Wir verlassen den Vertrag im Bewusstsein der absolvierten großen Arbeit, die auf die Aufrechterhaltung seiner Lebensfähigkeit gerichtet ist. Auf die Russische Föderation entfiel in den zwei Jahrzehnten die größte unter allen Teilnehmerstaaten Zahl der Beobachtungsmissionen (von uns wurden 646 durchgeführt und über unserem Territorium 449 von 1580 im Rahmen des Vertrags durchgeführten Beobachtungsflüge empfangen). Russland war der erste Staat, der im Rahmen des Vertrags über den Offenen Himmel zu digitalen Beobachtungsgeräten wechselte.
Nicht in Worten, sondern in Taten unternahmen wir möglichst viele Anstrengungen zur Erfüllung und Aufrechterhaltung des Vertrags, indem auch große Schritte gegenüber seinen anderen Teilnehmern gemacht wurden.

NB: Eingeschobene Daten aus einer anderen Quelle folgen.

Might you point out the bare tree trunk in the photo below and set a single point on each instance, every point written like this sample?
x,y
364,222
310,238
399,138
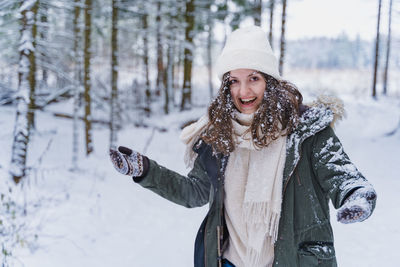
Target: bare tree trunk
x,y
146,65
43,33
283,42
257,12
188,56
385,75
26,90
32,79
271,22
376,63
86,79
209,49
160,61
114,74
78,82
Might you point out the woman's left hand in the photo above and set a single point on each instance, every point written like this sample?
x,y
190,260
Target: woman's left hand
x,y
357,207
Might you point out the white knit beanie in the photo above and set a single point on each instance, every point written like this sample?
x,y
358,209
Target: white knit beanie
x,y
248,48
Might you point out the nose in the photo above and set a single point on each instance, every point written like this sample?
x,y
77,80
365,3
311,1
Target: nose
x,y
244,89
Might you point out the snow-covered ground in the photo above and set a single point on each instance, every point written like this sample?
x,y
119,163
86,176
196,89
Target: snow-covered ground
x,y
97,217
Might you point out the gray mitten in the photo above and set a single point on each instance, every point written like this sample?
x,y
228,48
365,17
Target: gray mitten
x,y
127,161
357,207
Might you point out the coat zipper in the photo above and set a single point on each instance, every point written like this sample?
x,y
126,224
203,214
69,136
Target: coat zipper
x,y
291,174
221,194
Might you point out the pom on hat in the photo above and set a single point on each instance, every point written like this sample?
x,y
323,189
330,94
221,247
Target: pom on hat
x,y
248,48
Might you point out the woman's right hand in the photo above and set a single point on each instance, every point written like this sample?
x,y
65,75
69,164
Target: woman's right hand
x,y
127,161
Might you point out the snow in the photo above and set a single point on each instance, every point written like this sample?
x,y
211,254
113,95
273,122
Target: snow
x,y
97,217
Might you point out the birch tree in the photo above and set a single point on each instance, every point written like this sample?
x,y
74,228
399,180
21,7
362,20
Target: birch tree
x,y
114,74
385,75
77,79
86,78
26,89
188,55
271,22
160,55
283,42
376,63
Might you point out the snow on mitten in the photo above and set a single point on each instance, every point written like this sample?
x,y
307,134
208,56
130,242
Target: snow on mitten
x,y
127,161
357,207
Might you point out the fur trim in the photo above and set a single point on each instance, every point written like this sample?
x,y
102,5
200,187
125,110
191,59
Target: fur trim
x,y
334,103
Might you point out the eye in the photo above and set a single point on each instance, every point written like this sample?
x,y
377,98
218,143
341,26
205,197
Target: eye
x,y
233,81
254,78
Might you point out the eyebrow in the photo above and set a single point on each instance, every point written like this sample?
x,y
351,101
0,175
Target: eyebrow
x,y
254,72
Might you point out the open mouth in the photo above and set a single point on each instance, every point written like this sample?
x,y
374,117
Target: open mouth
x,y
246,101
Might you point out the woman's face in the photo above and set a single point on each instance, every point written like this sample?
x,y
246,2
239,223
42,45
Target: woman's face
x,y
247,89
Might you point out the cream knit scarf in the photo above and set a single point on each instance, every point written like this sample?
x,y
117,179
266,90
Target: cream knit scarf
x,y
254,215
260,206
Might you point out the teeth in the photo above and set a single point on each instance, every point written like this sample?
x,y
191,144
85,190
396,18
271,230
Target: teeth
x,y
247,100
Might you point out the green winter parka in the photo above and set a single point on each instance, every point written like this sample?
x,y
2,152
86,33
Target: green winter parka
x,y
317,169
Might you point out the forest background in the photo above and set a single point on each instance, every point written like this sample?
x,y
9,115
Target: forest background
x,y
78,77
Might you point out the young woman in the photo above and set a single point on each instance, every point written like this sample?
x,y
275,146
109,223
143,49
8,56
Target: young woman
x,y
266,165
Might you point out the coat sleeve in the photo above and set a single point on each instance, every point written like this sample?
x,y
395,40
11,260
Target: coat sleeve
x,y
189,191
336,174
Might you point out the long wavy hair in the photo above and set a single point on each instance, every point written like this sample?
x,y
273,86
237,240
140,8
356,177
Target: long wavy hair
x,y
277,115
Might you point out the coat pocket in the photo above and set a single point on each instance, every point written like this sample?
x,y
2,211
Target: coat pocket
x,y
316,253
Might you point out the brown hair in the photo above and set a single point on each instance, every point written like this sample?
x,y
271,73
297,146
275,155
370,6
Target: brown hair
x,y
277,115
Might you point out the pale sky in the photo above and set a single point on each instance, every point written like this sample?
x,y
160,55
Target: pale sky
x,y
308,18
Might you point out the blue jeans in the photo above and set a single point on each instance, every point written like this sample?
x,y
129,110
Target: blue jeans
x,y
226,263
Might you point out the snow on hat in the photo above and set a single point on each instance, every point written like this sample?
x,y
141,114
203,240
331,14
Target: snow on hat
x,y
248,48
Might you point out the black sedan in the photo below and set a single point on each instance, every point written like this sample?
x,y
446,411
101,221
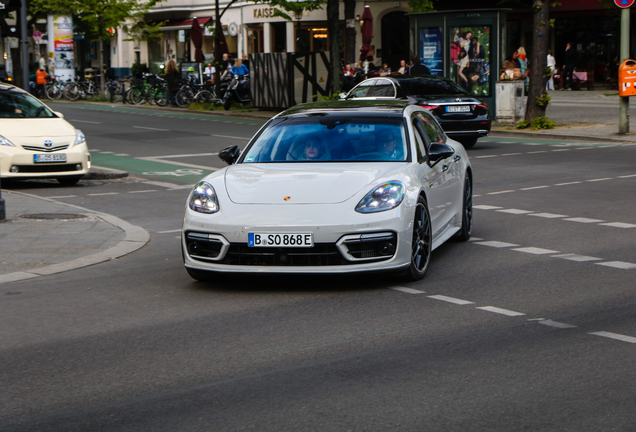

Wollen wir uns zumindest daran erinnern, dass als alle Teilnehmerstaaten im Jahr 2018 wegen einer destruktiven Position Georgiens die Möglichkeit verloren, Beobachtungsflüge zu absolvieren, ließ gerade der gute Wille unseres Landes die sich in der Sackgasse befindliche Situation deblockieren und die Erfüllung des Vertrags wiederaufzunehmen. Ein destruktives Herangehen können uns nur jene vorwerfen, denen das Gefühl der Objektivität fremd ist.
Leider ließen alle unseren Anstrengungen nicht den Vertrag in der Form beibehalten, wie er von seinen Verfassern konzipiert wurde. Er wurde zum Opfer des inneren Kampfes verschiedener Einflussgruppen in den USA, wo die Falken die Oberhand gewannen. Es gewann der Kurs Washingtons auf die Zerstörung der früher erreichten Vereinbarungen im Bereich Rüstungskontrolle.
Selbst in dieser Situation, als das Gleichgewicht der Interessen, Rechte und Verpflichtungen der Teilnehmerstaaten bereits wegen des Austritts der USA aus dem Vertrag verletzt wurde, tat die russische Seite alles, was von ihr abhängt, um nach möglichen Kompromisslösungen zu suchen. Wir boten verschiedene Optionen der Regelung von zwei prinzipiell wichtigen Problemen an – Nichtübergabe der während der Beobachtungsflüge erhaltenen Informationen an die Staaten, die keine Teilnehmer des Vertrags über den Offenen Himmel sind, und Gewährleistung der Umsetzung unseres Rechtes auf die Durchführung solcher Flüge über Militärobjekte der USA in Europa. Doch für mehrere Teilnehmerstaaten erwies sich die Bündnisdisziplin als wichtiger als die Interessen der Weltgemeinschaft und der internationalen Sicherheit. Ihre Unterstützung des Vertrags über den Offenen Himmel beschränkte sich nur auf leere Deklarationen, die nichts mit der Sache zu tun hatten.
All diese Umstände ließen uns keine Wahl. Sie bestimmten den Austritt Russlands aus dem Vertrag voraus. Wir können und werden nicht die Interessen der nationalen Sicherheit vernachlässigen.
Wir verhalten uns mit Respekt zum Beschluss der im Vertrag verbliebenen Teilnehmerstaaten, seine Implementierung fortzusetzen. Wir wünschen ihnen eine konstruktive und fruchtbare gemeinsame Arbeit. Doch es ist bereits offensichtlich, dass ohne Teilnahme der USA und unseres Landes die Effizienz des Vertrags über den Offenen Himmel stark abnehmen wird – die Zone seiner Anwendung wird um etwa 80 Prozent zurückgehen, die Zahl der 2022 geplanten Missionen des offenen Himmels wird maßgeblich zurückgehen.
Die gesamte Verantwortung für den Verfall der Vertragsnormen liegt auf dem Initiator des Zerfalls des Vertrags über den Offenen Himmel – den USA.